Relation between GCD and LCM

Question

When I was learning about GCD and LCM I found this relation somewhere. But I didn't get proof for this relation. $$\frac{\gcd(a,b,c)^2}{\gcd(a,b)*\gcd(b,c)*\gcd(c,a)}=\frac{\operatorname{lcm}(a,b,c)^2}{\operatorname{lcm}(a,b)*\operatorname{lcm}(b,c)*\operatorname{lcm}(c,a)} $$ where GCD represents Greatest Common Divisor and LCM represents lowest common multiple.

Answer 1

Let $a=\prod{p_i^{\alpha_i}}, b=\prod{p_i^{\beta_i}}$ and $c=\prod{p_i^{\gamma_i}}$ where $p_i$ denote the prime factors of a, b, c

We know that $\gcd(a,b)=\prod{p_i^{\max(\alpha_i,\beta_i)}}$, $\operatorname{lcm}(a,b)=\prod{p_i^{\min(\alpha_i,\beta_i)}}$

Therefore we have to show that $$2\max(\alpha_i,\beta_i,\gamma_i)-\max(\alpha_i,\beta_i)-\max(\beta_i,\gamma_i)-\max(\gamma_i,\alpha_i)=2\min(\alpha_i,\beta_i,\gamma_i)-\min(\alpha_i,\beta_i)-\min(\beta_i,\gamma_i)-\min(\gamma_i,\alpha_i)$$ for each index i.

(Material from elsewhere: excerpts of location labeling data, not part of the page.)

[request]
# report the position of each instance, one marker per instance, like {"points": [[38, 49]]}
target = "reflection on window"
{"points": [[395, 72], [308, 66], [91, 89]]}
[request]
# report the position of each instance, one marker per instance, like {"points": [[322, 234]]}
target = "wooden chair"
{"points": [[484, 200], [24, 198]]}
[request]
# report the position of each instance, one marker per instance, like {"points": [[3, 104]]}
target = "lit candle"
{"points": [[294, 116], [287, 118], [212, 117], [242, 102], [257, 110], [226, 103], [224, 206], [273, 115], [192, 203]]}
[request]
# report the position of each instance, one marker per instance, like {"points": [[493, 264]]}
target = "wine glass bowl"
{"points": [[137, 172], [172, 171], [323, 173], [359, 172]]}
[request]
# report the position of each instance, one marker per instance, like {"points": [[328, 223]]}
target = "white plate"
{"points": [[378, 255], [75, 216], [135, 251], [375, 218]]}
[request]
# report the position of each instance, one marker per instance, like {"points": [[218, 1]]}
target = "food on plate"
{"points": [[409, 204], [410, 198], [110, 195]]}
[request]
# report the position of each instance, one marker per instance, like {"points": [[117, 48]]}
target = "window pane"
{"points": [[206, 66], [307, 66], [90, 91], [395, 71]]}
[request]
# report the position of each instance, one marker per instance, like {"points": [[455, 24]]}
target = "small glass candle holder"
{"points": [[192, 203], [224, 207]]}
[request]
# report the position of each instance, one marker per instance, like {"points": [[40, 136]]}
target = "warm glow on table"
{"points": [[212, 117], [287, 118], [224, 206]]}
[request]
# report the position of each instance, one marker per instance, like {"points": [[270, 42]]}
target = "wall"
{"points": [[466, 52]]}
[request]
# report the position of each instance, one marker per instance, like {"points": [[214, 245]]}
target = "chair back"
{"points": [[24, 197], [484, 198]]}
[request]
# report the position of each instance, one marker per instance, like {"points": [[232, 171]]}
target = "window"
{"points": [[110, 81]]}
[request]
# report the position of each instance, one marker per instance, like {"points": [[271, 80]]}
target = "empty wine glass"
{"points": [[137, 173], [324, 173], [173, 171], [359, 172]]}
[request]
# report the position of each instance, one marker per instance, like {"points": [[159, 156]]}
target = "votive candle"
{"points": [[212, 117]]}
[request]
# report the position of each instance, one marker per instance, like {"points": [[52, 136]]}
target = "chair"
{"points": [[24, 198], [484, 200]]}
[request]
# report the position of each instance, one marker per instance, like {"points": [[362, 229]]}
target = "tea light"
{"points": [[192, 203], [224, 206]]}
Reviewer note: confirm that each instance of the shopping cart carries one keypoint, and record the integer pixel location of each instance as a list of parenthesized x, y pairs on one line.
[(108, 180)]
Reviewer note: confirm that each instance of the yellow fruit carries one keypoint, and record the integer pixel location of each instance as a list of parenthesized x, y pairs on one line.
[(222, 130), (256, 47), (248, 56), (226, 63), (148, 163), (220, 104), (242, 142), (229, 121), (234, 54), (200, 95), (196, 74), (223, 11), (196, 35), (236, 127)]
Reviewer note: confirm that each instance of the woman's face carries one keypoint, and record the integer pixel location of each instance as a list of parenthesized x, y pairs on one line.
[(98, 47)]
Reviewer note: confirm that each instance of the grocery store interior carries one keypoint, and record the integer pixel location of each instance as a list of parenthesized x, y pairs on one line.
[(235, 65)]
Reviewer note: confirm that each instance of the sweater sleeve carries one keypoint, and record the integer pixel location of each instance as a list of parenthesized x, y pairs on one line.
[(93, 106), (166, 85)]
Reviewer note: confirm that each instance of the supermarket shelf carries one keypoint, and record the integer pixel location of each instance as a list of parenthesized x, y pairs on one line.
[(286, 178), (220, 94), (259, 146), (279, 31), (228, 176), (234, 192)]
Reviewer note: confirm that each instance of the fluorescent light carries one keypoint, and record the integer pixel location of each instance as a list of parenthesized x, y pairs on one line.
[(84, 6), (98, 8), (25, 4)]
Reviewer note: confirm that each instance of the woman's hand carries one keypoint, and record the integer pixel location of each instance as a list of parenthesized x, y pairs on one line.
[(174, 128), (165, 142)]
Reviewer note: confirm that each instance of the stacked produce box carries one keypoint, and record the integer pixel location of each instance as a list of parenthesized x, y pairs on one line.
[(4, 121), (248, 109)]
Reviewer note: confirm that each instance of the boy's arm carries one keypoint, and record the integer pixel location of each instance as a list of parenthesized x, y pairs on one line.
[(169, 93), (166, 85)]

Without loss of generality we can assume $\alpha_i\geq\beta_i\geq\gamma_i $ for any particular index i. Then above equation can reduce to $$2\alpha_i-\alpha_i-\beta_i-\alpha_i=2\gamma_i-\beta_i-\gamma_i-\gamma_i $$ which is the identity.

Answer 2

Suppose $a=dxza',b=dxyb',c=dyzc'$ and those numbers are realtive prime so $GCD(a,b,c)=d,GCD(a,b)=dx,GCD(b,c)=dy,GCD(c,a)=dz,LCM(a,b,c)=dxyza'b'c',LCM(a,b)=dxyza'b',LCM(b,c)=dxyzb'c',LCM(c,a)=dxyza'c'$ $$\frac{GCD(a,b,c)^2}{GCD(a,b)GCD(b,c)GCD(c,a)}=\frac{d^2}{dx\cdot dy\cdot dz}=\frac{1}{dxyz}$$ $$\frac{LCM(a,b,c)}{LCM(a,b)LCM(b,c)LCM(c,a)}=\frac{d^2x^2y^2z^2a'^2b'^2c'^2}{dxyza'b'\cdot dxyzb'c'\cdot dxyza'c'}=\frac{1}{dxyz}$$